Protesters on Monday forced their way into the central chamber of Hong Kong’s parliament after an hours-long siege.
BBC News reports that dozens of demonstrators broke through the glass of the Legislative Council (LegCo) building earlier in the day.
Hundreds then entered the building, spray-painting messages on the walls and carrying supplies for those occupying the premises.
The unrest is a breakaway part of a peaceful protest involving thousands, over a controversial extradition law.
Earlier, police held signs warning they would use force if protesters charged the glass exterior walls. They later warned that anyone who breached an internal metal gate would be arrested.

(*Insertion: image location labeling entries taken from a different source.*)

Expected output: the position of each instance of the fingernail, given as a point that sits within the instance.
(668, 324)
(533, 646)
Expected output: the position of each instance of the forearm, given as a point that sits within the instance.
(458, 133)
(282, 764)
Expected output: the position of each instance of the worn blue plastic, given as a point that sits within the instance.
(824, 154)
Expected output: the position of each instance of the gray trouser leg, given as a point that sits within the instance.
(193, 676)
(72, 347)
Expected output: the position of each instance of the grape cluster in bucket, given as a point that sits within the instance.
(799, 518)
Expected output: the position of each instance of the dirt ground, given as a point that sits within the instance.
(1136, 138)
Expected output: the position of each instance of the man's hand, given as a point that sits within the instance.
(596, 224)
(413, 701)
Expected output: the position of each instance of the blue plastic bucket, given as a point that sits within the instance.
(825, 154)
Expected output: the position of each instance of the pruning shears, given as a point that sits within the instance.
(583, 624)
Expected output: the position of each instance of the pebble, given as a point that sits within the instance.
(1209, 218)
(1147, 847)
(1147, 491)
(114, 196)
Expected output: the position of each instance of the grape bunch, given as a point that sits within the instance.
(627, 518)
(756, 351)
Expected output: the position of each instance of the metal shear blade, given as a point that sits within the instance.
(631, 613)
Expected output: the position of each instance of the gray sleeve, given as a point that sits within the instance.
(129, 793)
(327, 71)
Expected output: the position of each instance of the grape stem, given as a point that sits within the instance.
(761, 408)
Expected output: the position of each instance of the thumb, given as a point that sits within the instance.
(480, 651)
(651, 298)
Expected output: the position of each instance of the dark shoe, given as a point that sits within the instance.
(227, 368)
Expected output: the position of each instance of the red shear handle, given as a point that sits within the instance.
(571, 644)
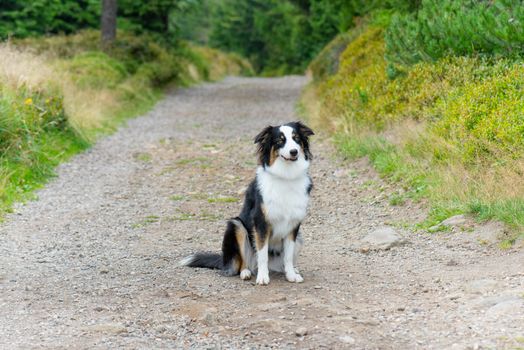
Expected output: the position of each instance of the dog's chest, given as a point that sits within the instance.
(285, 202)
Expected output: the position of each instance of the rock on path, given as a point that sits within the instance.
(92, 264)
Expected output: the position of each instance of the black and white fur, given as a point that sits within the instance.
(266, 235)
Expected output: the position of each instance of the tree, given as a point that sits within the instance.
(108, 22)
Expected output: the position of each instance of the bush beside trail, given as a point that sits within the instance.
(450, 130)
(59, 93)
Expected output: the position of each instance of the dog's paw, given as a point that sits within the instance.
(294, 277)
(245, 274)
(262, 279)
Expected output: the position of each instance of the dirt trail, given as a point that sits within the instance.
(93, 263)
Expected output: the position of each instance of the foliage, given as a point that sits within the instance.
(456, 27)
(28, 18)
(22, 19)
(451, 131)
(46, 97)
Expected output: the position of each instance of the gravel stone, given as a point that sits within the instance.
(107, 208)
(382, 239)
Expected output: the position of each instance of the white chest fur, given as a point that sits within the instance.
(285, 201)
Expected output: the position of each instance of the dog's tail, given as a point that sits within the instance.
(207, 260)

But on each occasion, they decided not to move against the crowd – which was armed with plastic helmets, makeshift cardboard shields and umbrellas – and apparently fell back instead.
Police had, however, used pepper spray and batons to contain crowds during earlier clashes.
Pro-democracy demonstrators had taken to the streets on the anniversary of the city’s handover from UK to Chinese rule.
This is the latest in a series of protests against a controversial bill that would allow extraditions to mainland China.
The government has agreed to suspend it indefinitely, but rallies continue amid calls for Chief Executive Carrie Lam to resign.
Hong Kong, a former British colony, has been part of China since 1997 under a “one country, two systems” deal that guarantees it a level of autonomy. Pro-democracy events are held every year to mark the handover.
The LegCo building was put on red alert for the first ever time on Monday – meaning people should evacuate the building and area.
But by 21:00 (13:00 GMT), the watching crowd had grown rather than dispersed, and hundreds of protesters streamed through the broken glass into the building proper.